HoneyBee-Virome-2020

Pipeline for the analysis of Bonilla-Rosso et al. 2020. "Honey bees harbor a diverse gut virome engaging in nested strain-level interactions with the microbiota" PNAS. [doi:xxxx]

Data Deposition

Sequencing data produced during this project is deposited at DDBJ/ENA/GenBank under BioProject PRJNA599270. Raw reads are deposited in the SRA under accesions SRX7509864 for Grammont, and SRX7509865 for LesDroites.
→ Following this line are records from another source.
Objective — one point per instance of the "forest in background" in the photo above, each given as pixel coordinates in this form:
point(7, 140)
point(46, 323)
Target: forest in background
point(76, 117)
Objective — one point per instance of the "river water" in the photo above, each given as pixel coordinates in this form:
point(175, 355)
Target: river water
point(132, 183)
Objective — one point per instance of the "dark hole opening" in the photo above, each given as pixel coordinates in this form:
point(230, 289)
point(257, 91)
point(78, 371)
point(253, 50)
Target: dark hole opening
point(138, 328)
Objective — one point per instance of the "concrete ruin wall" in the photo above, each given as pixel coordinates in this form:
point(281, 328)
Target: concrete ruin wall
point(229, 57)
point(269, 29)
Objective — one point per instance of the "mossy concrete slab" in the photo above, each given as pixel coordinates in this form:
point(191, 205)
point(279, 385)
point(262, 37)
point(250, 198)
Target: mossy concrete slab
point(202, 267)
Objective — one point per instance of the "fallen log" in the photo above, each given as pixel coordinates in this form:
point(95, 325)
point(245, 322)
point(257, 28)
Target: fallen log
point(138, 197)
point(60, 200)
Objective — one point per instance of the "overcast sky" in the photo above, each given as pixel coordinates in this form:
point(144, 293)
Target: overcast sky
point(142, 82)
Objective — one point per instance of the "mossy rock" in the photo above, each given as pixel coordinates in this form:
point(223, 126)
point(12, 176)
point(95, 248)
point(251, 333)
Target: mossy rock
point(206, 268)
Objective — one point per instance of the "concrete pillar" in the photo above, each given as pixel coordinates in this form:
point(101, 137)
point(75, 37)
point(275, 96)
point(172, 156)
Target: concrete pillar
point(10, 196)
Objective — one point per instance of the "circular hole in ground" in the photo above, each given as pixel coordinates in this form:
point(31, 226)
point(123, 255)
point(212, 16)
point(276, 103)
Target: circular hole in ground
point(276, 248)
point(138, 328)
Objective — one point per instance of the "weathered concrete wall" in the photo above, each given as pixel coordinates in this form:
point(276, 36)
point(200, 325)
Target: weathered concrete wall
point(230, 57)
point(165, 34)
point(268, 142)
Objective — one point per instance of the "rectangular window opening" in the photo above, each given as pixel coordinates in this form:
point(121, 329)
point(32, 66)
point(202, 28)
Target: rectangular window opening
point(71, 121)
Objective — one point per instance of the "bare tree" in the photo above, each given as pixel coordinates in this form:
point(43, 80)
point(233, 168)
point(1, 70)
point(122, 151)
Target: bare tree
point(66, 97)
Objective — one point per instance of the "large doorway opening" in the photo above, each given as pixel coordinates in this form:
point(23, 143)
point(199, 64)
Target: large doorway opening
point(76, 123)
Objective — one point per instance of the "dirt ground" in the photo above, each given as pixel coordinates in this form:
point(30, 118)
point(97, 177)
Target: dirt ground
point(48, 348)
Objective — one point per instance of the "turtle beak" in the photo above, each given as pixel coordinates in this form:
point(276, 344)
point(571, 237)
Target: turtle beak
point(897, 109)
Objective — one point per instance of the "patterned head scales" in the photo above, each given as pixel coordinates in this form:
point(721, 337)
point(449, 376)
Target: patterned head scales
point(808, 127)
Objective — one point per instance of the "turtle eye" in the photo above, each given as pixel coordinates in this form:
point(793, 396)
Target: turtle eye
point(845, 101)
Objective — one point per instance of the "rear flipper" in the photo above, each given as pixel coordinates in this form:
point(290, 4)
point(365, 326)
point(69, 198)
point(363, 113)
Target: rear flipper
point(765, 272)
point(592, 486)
The assembled viral contigs are deposited as a Whole Genome shotgun project under accession JAAOBB000000000. The genomes of the pure phage isolates are deposited in GenBank under accesion numbers MT006233-MT006240.

Assembly

The metaviromes were assembled with SPAdes (v3.13.0) [http://cab.spbu.ru/software/spades/] as follows:

spades.py 
  -o ./virome 
  --pe1-1 Virome_R1_trim_pair.fastq 
  --pe1-2 Virome_R2_trim_pair.fastq 
  -k 21,33,55,77,99,127 
  --meta 
  -m 120 
  -t 40
  --phred-offset 33

And evaluated with QUAST (v5.0.1) [https://github.com/ablab/quast] as follows:

quast.py 
  -o ./metaquast01 
  -R <fasta reference genomes> 
  --contig-thresholds 1000,2000,2500,3000,5000,7500,10000,15000,20000,25000,30000,35000,40000,45000,50000,55000,60000,70000,80000,90000,100000 
  -t 25 
  --unique-mapping 
  Virome/contigs.fasta

Detection of Viral Contigs

We used VirSorter (v1.0.5) [https://github.com/simroux/VirSorter] as follows:

wrapper_phage_contigs_sorter_iPlant.pl 
  -f Virome_assembly.fasta 
  -db 1 
  --wdir /home/gbonilla/Documents/phages/spades/NEW/04_virsorter/Virome_virsorter
  --virome 
  --ncpu 30 
  --data-dir ./virsorter-data

Read Mapping

We used BBMap (v37.32) [https://jgi.doe.gov/data-and-tools/bbtools/bb-tools-user-guide/bbmap-guide/] to map virome reads to assembled contigs as follows:

~/bbmap/bbsplit.sh 
  build=1 ref=./virome/infile
~/bbmap/bbsplit.sh 
  build=1
  in=Virome_R1.fastq
  in2=Virome_R2.fastq
  ambiguous2=best 
  basename=%_BBsplit.sam 
  refstats=VR_refstats.OUT 
  nzo=f

And samtools (v1.9 using htslib 1.9) [https://github.com/samtools/samtools] to generate coverage depth profiles

for i in *sam; do
  samtools view -bh $i | samtools sort > ${i%.sam}_sorted.bam
  samtools index ${i%.sam}_sorted.bam
  samtools depth -a ${i%.sam}_sorted.bam > ${i%_bbsplitted.sam}_DEPTH.txt
  samtools idxstats ${i%.sam}_sorted.bam > ${i%_bbsplitted.sam}_IDXSTATS.txt
done

Clustering

We used vConTACT (v2.9.10)[https://bitbucket.org/MAVERICLab/vcontact2/src/master/] to cluster viral contigs as follows:

vcontact 
  -f 
  --raw-proteins virome_FINAL.prt 
  --rel-mode 'Diamond' 
  --proteins-fp prot_2_ctg_FINAL.csv 
  --db 'ProkaryoticViralRefSeq85-Merged' 
  --pcs-mode MCL 
  --vcs-mode ClusterONE 
  --c1-bin /usr/local/bin/cluster_one-1.0.jar 
  --output-dir vcontact_FINAL 
  --vc-penalty 1

The similarity network, analysed with Cytoscape (v3.7.2), is available as a cytoscape object in vConTACT_similarity_network.cys

ViralCluster Analysis

We calculated the Average Nucleotide and Aminoacid Identity for each ViralCluster with enveomics (v.1.1.4) [https://github.com/lmrodriguezr/enveomics], and analysed as described in ANIanalyses.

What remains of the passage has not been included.